|Budget Amount *help
¥2,200,000 (Direct Cost: ¥2,200,000)
Fiscal Year 2002: ¥1,100,000 (Direct Cost: ¥1,100,000)
Fiscal Year 2001: ¥1,100,000 (Direct Cost: ¥1,100,000)
The exploratory projection pursuit (EPP) is a method for extracting non-linearity or non-normality from multidimensional data through maximizing the projection pursuit index and then projecting data into low-dimensional subspaces. Because of recent developments' of computers and techniques of optimization, EPP has been developing in the viewpoint of algorithm, but not yet fully developed in the viewpoint of statistical inference. The aims of this research is to make it practicable.
The first step toward the practical use is to obtain the distribution of the maximum of projection pursuit index. In the first year, we characterized the limiting distribution of the maximum of the moment index (Jones and Sibson, 1987, J.Roy. Statist. Soc. Ser. A) as the maximum of a Gaussian random field, when the sample size goes to infinity.

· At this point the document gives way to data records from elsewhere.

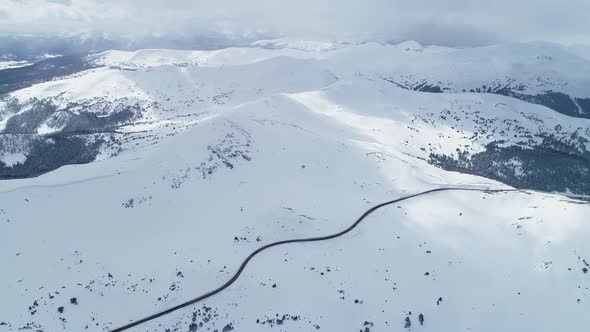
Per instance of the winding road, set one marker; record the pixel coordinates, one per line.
(278, 243)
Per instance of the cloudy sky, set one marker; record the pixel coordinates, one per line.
(444, 22)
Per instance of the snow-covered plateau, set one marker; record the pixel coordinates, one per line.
(141, 180)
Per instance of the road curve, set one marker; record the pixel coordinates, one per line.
(278, 243)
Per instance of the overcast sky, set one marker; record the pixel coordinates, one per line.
(443, 22)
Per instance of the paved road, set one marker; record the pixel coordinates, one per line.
(274, 244)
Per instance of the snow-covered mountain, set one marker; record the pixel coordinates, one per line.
(159, 171)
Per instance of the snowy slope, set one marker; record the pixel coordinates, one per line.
(228, 150)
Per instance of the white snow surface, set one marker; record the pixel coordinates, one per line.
(253, 145)
(8, 64)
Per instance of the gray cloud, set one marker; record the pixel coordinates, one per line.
(444, 22)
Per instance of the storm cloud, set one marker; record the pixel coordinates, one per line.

Then we derived an approximate upper tail probability of the maximum by an integral-geometric approach called the tube method or the Euler characteristic method.In these methods, the index set of the random field is regarded as a Riemannian submanifold endowed with the metric induced by it correlation structure. The approximate upper tail probability is derived as geometric characteristics of the manifold.
In the second year, we evaluated the error term (remainder term) of the resulting formula. The error term is determined by so-called critical radius, which is a measure of convexity of submanifold. We conjectured the value of the critical radius through a large scale numerical experiments. However, we have not yet given any mathematical proof that the suggested value is truly the critical radius.
These results were presented at the 3rd International Conference on Multiple Comparisons (MCP2002), Bethesda, Maryland, USA, August 2002.